“To tie a knot seems a simple thing, and yet there are right and wrong ways of doing it………..Very often it happens that lives depend on a knot being properly tied.”
– Robert Baden-Powell, “Scouting for Boys”, 1908.
There are literally hundreds of different knots out there from which to choose. Knowing which knot is appropriate for which task and how to properly tie the knot is an integral part of your backcountry skill set.
The truth is that for backpacking purposes, you only need to know a handful. Forget about the rest. They’ll only make your head hurt.
Below are six knots that we have found useful for backpacking purposes. For detailed step-by-step diagrams, click on the name of the knot in which you are interested. The links will take you to AnimatedKnots.com and NetKnots.com, both of which are excellent sources for anything and everything to do with knots.

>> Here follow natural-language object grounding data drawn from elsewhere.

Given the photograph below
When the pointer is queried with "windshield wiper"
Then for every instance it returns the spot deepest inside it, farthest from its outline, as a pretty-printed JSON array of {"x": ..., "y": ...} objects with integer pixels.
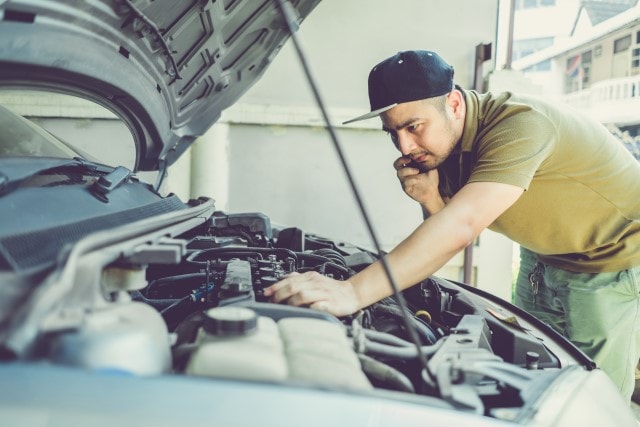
[
  {"x": 109, "y": 182},
  {"x": 15, "y": 171}
]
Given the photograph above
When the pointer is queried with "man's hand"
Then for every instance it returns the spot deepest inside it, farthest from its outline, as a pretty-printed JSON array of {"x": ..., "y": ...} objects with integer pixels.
[
  {"x": 421, "y": 187},
  {"x": 315, "y": 291}
]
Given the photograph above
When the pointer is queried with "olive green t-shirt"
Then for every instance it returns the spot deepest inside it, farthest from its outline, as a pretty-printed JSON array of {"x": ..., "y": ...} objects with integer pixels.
[{"x": 581, "y": 207}]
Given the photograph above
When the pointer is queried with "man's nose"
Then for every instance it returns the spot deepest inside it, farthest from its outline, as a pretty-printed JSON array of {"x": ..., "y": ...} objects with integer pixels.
[{"x": 405, "y": 144}]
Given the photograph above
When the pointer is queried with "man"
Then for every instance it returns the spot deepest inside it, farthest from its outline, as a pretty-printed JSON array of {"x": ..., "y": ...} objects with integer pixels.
[{"x": 550, "y": 179}]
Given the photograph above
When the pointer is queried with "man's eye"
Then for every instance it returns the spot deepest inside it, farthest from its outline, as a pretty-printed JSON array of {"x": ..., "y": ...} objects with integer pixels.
[{"x": 394, "y": 138}]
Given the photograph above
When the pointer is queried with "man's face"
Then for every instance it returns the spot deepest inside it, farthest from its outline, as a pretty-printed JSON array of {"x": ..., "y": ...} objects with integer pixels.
[{"x": 424, "y": 131}]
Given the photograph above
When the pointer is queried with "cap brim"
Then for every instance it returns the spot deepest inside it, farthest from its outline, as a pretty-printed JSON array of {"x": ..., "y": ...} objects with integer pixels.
[{"x": 371, "y": 114}]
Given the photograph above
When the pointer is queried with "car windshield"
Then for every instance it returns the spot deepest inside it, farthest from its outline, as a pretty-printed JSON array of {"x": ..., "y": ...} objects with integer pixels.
[{"x": 22, "y": 138}]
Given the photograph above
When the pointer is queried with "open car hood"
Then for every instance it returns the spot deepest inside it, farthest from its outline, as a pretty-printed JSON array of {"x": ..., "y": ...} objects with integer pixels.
[{"x": 166, "y": 67}]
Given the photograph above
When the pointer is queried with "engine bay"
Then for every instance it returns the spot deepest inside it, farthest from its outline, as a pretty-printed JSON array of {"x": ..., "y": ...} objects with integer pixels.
[{"x": 204, "y": 314}]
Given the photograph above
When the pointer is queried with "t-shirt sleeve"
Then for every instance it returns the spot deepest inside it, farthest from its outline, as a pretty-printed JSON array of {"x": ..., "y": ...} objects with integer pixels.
[{"x": 514, "y": 150}]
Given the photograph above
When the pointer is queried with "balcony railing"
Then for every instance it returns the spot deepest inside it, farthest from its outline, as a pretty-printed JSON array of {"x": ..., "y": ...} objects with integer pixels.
[{"x": 610, "y": 101}]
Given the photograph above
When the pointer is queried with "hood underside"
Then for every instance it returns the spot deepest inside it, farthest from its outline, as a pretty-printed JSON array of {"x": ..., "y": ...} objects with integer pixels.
[{"x": 168, "y": 68}]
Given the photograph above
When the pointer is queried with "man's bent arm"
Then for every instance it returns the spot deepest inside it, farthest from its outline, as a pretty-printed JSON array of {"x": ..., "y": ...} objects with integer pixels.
[
  {"x": 427, "y": 249},
  {"x": 436, "y": 240}
]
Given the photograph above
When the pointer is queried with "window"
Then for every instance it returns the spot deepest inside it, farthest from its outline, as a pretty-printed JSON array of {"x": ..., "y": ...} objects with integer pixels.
[
  {"x": 622, "y": 44},
  {"x": 635, "y": 60},
  {"x": 533, "y": 4},
  {"x": 540, "y": 66},
  {"x": 522, "y": 48}
]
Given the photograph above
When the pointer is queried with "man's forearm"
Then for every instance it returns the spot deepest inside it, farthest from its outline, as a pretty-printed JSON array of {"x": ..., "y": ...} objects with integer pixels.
[{"x": 427, "y": 249}]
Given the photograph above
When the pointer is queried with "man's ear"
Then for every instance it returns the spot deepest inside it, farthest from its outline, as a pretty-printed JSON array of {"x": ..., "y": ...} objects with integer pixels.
[{"x": 456, "y": 102}]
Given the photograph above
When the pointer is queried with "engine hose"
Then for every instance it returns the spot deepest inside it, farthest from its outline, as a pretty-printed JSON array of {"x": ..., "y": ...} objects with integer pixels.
[
  {"x": 385, "y": 374},
  {"x": 425, "y": 330},
  {"x": 159, "y": 303},
  {"x": 163, "y": 281},
  {"x": 385, "y": 338},
  {"x": 394, "y": 352},
  {"x": 331, "y": 254}
]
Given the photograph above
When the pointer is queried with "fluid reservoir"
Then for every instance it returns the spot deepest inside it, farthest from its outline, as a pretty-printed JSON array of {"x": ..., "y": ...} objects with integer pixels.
[{"x": 234, "y": 342}]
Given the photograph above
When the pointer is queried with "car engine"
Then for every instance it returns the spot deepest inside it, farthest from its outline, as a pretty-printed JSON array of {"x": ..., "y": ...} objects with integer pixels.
[{"x": 199, "y": 310}]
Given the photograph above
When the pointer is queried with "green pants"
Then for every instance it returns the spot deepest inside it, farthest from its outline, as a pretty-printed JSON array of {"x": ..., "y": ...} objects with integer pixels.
[{"x": 599, "y": 313}]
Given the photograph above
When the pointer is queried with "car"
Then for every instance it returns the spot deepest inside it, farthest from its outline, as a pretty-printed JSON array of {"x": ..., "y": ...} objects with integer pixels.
[{"x": 120, "y": 305}]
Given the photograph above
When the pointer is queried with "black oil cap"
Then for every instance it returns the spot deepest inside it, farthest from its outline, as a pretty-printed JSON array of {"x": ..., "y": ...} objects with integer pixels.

TIP: When it comes to tying knots, repetition is key. The more you practice, the better you become!
Useful Knots for Backpackers and Hikers
- Reef (square) Knot: Used to tie two rope ends of the same diameter together. Appropriate for first aid, as it lies flat against the injured area.

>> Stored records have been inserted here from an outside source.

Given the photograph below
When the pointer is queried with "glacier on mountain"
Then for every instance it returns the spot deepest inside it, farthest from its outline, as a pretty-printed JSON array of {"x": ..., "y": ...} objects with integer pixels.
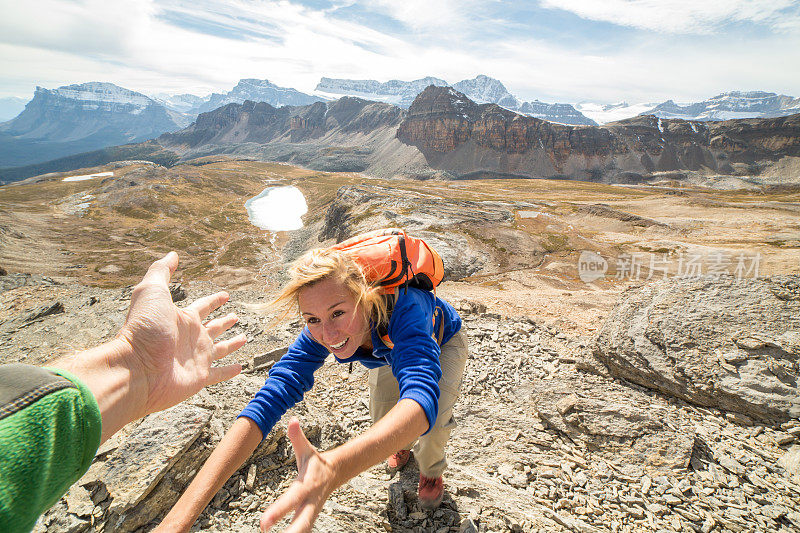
[{"x": 481, "y": 89}]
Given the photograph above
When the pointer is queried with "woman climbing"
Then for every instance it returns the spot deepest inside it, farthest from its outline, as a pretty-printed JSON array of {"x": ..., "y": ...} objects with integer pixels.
[{"x": 411, "y": 341}]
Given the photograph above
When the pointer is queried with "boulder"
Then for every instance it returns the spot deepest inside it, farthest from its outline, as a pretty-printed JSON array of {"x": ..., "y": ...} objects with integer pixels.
[
  {"x": 727, "y": 343},
  {"x": 619, "y": 420},
  {"x": 141, "y": 461}
]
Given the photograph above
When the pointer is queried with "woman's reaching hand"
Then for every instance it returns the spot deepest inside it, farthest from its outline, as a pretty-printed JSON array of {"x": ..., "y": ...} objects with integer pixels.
[{"x": 316, "y": 479}]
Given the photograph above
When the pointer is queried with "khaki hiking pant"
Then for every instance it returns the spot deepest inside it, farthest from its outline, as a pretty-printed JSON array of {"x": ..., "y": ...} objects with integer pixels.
[{"x": 384, "y": 393}]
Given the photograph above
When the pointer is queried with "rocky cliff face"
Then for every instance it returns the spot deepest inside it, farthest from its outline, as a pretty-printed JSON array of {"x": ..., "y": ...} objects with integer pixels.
[
  {"x": 259, "y": 122},
  {"x": 79, "y": 118},
  {"x": 464, "y": 138}
]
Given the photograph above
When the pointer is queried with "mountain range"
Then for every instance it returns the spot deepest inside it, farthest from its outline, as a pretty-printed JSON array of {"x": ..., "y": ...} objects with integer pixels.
[
  {"x": 76, "y": 119},
  {"x": 481, "y": 89},
  {"x": 79, "y": 118},
  {"x": 447, "y": 135}
]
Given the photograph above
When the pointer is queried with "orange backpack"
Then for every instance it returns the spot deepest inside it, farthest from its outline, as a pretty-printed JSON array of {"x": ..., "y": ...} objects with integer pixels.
[{"x": 390, "y": 259}]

- Sheet Bend: Used for joining two ropes of different diameter together.
- Bowline: A fixed loop knot that is handy for lowering packs, hanging food or in an emergency, lowering a companion.
- Clove Hitch: Suitable for tying off to tent pegs.
- Two Half Hitches: Ideal for securing a rope or guyline directly against an object (e.g. log, tree, post, rock).
- Taut Line Hitch: An adjustable knot, useful for guying out a tarp or tent. Can be adjusted without releasing the rope/cord’s tension.